Re[jruby-user] quest hangs in mysql driver for 15 minutes

We have an issue with our web app where occasionally a request will hang
in
the mysql driver for 15 minutes until we get an idle thread timeout
after
900 seconds and the request finally completes after 935 seconds. I
don’t
have a thread dump for this as its intermittent but a similar thing
happens
to some worker tasks that we have that will lock up for around 30
minutes
after a long period of idle time. The traceback for these are as
follows:

“main” prio=10 tid=0x0000000041b9e800 nid=0x5117 runnable
[0x00007f256c22a000]
java.lang.Thread.State: RUNNABLE
at java.net.SocketInputStream.socketRead0(Native Method)
at java.net.SocketInputStream.read(SocketInputStream.java:129)
at
com.mysql.jdbc.util.ReadAheadInputStream.fill(ReadAheadInputStream.java:113)
at
com.mysql.jdbc.util.ReadAheadInputStream.readFromUnderlyingStreamIfNecessary(ReadAheadInputStream.java:160)
at
com.mysql.jdbc.util.ReadAheadInputStream.read(ReadAheadInputStream.java:188)

  • locked <0x00007f24ed530e58> (a
    com.mysql.jdbc.util.ReadAheadInputStream)
    at com.mysql.jdbc.MysqlIO.readFully(MysqlIO.java:1910)
    at com.mysql.jdbc.MysqlIO.reuseAndReadPacket(MysqlIO.java:2304)
    at com.mysql.jdbc.MysqlIO.checkErrorPacket(MysqlIO.java:2803)
    at com.mysql.jdbc.MysqlIO.sendCommand(MysqlIO.java:1573)
    at com.mysql.jdbc.MysqlIO.sqlQueryDirect(MysqlIO.java:1665)
    at com.mysql.jdbc.Connection.execSQL(Connection.java:3170)
  • locked <0x00007f24ed5311f8> (a java.lang.Object)
    at com.mysql.jdbc.Connection.setAutoCommit(Connection.java:5273)
  • locked <0x00007f24ed5311f8> (a java.lang.Object)
    at jdbc_adapter.RubyJdbcConnection$2.call(RubyJdbcConnection.java:109)
    at
    jdbc_adapter.RubyJdbcConnection.withConnectionAndRetry(RubyJdbcConnection.java:1086)
    at jdbc_adapter.RubyJdbcConnection.begin(RubyJdbcConnection.java:107)

Looking at the MysqlAdmin, all the connections are sleeping. I believe
this
is the same issue from this post:

http://www.ruby-forum.com/topic/199872

So I suspect the firewall is doing something with our connection but the
client isn’t getting a peer disconnect?

We had a similar issue with our redis connection where the read or write
would lock for a long time until finally resulting in an EBADF exception
and
then things would work again. This was easier to work around as I just
put
a Timeout block around the read/write access.

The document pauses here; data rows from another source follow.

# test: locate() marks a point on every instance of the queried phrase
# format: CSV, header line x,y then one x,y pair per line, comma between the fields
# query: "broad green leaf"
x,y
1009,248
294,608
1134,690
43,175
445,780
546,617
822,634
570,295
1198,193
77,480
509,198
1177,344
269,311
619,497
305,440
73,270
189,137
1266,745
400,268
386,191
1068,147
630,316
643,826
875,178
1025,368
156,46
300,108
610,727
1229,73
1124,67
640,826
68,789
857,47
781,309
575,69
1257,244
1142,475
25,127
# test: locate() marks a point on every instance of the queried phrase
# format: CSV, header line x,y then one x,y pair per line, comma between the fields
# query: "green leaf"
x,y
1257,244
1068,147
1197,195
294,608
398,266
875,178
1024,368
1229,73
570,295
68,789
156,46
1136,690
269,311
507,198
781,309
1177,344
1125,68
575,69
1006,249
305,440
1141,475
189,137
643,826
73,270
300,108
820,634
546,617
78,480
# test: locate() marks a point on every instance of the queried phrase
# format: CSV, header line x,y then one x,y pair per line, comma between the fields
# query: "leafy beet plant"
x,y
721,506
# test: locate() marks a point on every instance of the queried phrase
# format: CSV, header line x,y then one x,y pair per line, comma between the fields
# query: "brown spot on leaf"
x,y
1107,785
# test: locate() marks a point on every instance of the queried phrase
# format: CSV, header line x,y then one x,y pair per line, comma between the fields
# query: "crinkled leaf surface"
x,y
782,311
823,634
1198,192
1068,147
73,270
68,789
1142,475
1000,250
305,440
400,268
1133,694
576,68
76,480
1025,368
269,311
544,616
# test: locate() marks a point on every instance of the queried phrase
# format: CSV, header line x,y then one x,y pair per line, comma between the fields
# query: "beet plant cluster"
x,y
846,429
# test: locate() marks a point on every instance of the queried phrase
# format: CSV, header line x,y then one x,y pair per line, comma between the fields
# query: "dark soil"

Any suggestions on possible solutions or workarounds?

Thanks,
Brad


View this message in context:
http://old.nabble.com/Request-hangs-in-mysql-driver-for-15-minutes-tp29237070p29237070.html
Sent from the JRuby - User mailing list archive at Nabble.com.


To unsubscribe from this list, please visit:

http://xircles.codehaus.org/manage_email

Hi Brad

Am 22.07.2010 um 15:48 schrieb pardeeb:

We have an issue with our web app where occasionally a request will hang in
the mysql driver for 15 minutes until we get an idle thread timeout after
900 seconds and the request finally completes after 935 seconds. I don’t
have a thread dump for this as its intermittent but a similar thing happens
to some worker tasks that we have that will lock up for around 30 minutes
after a long period of idle time. The traceback for these are as follows:

Wild guess: ensure that your firewall always REJECTs your tcp packets.
Dropping packages might be ‘more secure’, but its poison for any normal
application.

To illustrate this:
if your database software has crashed but the system is still running:
-> any packets (be it syn, or a normal data packet) will cause the
database server to send a REJ, and your application server immediately
knows that something is not okay
if the whole system has crashed, or the system is no longer reachable
–> any packets will timeout, but you usually get an “ICMP not
reachable” a few seconds after the first try and your system knows that
something has gone wrong

==> in both cases the system doesn’t has to wait more than few seconds

Now, if you have a firewall which believes that your tcp connection is
not valid anymore (for example broken Idle settings, tcp itself allows
up to 24h idleness, but many firewall consider connections dead after a
much shorter time), it might silently drop anything between your
application server and your database. This is bad, its bad style and it
is pretty ‘unnatural’ form a network point of view.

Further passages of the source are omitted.